Work Smarter, Not Harder: 6 Tips You Can Apply to Your Life Today


As I mentioned in this post, I’m making “minimalism” the word-of-the-year for 2015, and, in general, am making it a priority to get my poop in a group this year. That, of course, is easier said than done. So far, I’ve found these six tips to be essential to making noticeable changes. Read through ’em and weigh in with your opinion in the comments section below!

Make daily to-do lists

I’ve been making to-do lists forever, but they were weekly to-do lists, filling up an entire page of things I needed to accomplish. Needless to say, a whole college-ruled sheet of things to do can be overwhelming. Although I still keep a long master to-do list, I’ve started to write daily to-do lists that only contain 4-5 things. Once I finish those things up, I can go back to my master list and get started on something else. The key is to not load up your daily to-do list with too many things; putting 8 things on a daily to-do list virtually sets you up to fail, since there’s no way you can accomplish everything. Keep it to a minimum and you’ll feel more accomplished–and hopefully be more productive.

Make a to-don’t list

Come up with a list of activities that hinder your productivity and make it a priority to not do them. This could be something as simple as a personal commitment to stop checking Facebook every fifteen minutes. For me, at the end of 2014, I came up with a list of types of projects I won’t be taking on in the future because, in the past, they’ve been overly time-consuming and kept me from working on other, more valuable projects.

Get used to the 3 “-ty”s

  • Ambiguity
  • Uncertainty
  • Volatility

I used to be one of those people that absolutely hated change. But working in IT, you come to realize that the world around you is constantly changing. You either have two options: go along for the ride or get stuck in the past. This is true for anyone in nearly any situation. Things aren’t going to remain the same forever, so you have to change your mindset and learn to flow with it. Instead of being scared or worried about the future, be excited about it! Know that you have the necessary skills to adapt and succeed.

Learn to say “No”

This is a difficult one for me: I have a habit of saying “yes” to every project that comes my way. “You can always do more” is one of my mantras, but there’s a point where you have to stop and realize, “No, I really CAN’T do any more. At least not while maintaining these last precious shreds of sanity.” Last year, 12-15 hour workdays were the norm for me. Even this self-described workaholic was feeling a little tuckered out. Remember, (in most cases), you’re in the driver’s seat and you have the ability to say no.

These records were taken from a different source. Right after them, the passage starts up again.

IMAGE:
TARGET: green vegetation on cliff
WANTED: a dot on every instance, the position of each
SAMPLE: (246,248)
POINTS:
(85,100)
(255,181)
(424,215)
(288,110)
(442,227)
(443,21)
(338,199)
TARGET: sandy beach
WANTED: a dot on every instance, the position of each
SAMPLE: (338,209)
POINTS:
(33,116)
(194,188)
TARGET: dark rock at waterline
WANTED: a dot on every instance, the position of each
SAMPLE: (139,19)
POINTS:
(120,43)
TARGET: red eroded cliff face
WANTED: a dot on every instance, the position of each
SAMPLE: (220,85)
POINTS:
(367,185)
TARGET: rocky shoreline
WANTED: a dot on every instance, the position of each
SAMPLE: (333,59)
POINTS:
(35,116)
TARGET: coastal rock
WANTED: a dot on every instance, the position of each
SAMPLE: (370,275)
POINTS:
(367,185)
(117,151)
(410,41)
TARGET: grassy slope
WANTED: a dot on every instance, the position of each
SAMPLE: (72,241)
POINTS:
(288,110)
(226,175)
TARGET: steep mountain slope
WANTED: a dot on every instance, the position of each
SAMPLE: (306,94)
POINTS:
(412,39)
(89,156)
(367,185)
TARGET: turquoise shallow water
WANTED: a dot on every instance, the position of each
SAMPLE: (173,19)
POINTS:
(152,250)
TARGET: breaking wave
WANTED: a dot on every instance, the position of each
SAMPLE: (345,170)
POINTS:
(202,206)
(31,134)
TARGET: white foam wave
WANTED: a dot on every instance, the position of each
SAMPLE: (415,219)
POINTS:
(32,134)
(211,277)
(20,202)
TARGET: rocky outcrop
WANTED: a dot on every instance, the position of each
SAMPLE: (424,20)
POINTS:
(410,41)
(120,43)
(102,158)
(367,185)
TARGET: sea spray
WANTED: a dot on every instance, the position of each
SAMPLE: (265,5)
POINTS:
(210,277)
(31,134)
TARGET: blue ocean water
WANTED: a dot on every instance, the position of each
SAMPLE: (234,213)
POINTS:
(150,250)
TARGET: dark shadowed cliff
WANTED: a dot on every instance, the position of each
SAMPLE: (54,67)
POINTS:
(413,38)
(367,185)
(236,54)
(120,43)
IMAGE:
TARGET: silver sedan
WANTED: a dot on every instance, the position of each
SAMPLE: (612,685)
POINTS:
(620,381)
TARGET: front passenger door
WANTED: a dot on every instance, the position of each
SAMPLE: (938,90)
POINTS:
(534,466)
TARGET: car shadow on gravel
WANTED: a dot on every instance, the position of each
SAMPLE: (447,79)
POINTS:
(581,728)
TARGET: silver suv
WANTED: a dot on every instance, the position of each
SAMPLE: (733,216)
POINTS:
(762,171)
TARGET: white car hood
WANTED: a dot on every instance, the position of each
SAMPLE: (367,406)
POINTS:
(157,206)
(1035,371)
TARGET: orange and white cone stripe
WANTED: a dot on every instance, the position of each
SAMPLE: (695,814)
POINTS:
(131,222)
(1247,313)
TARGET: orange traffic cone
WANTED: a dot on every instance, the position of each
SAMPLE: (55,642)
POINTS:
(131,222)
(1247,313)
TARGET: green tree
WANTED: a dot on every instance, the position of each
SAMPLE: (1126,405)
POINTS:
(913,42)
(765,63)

Eliminate the non-essential

Eliminating the non-essential is one of my big goals for 2015. This objective can apply to just about every area of your life. One big area? Finances. By just paying a little more attention and tracking what you spend, you can really see areas where savings can be achieved–and then you have to decide if those cost savings are worth it or not. A classic example is the overpriced cup of coffee at Starbucks. Could you save money by not buying that venti caramel latte? Of course. Is that venti caramel latte essential? That’s for you to decide! This year, as a small business owner, I’m considering bringing on an assistant to take over tasks that I’m getting bogged down with, as well as looking at new automation opportunities instead of having to do certain tasks manually. This is directly related to the concept of doing less things that create more value (instead of doing a whole bunch of tasks that aren’t essential at all).

Utilize weekends…a little bit

This is definitely up for debate and not for everybody, but it does work for me. You don’t have to work the ENTIRE weekend, but do something, even if it’s something as simple as getting caught up on your emails or writing down some ideas for next week’s big project. I used to have actual nightmares Sunday night pertaining to my always overflowing inbox, but since I’ve been cleaning it out on the weekends, it’s a lot more manageable.

What do you think? How can you apply these tips to your life? What are your favorite work-smarter-not-harder tips?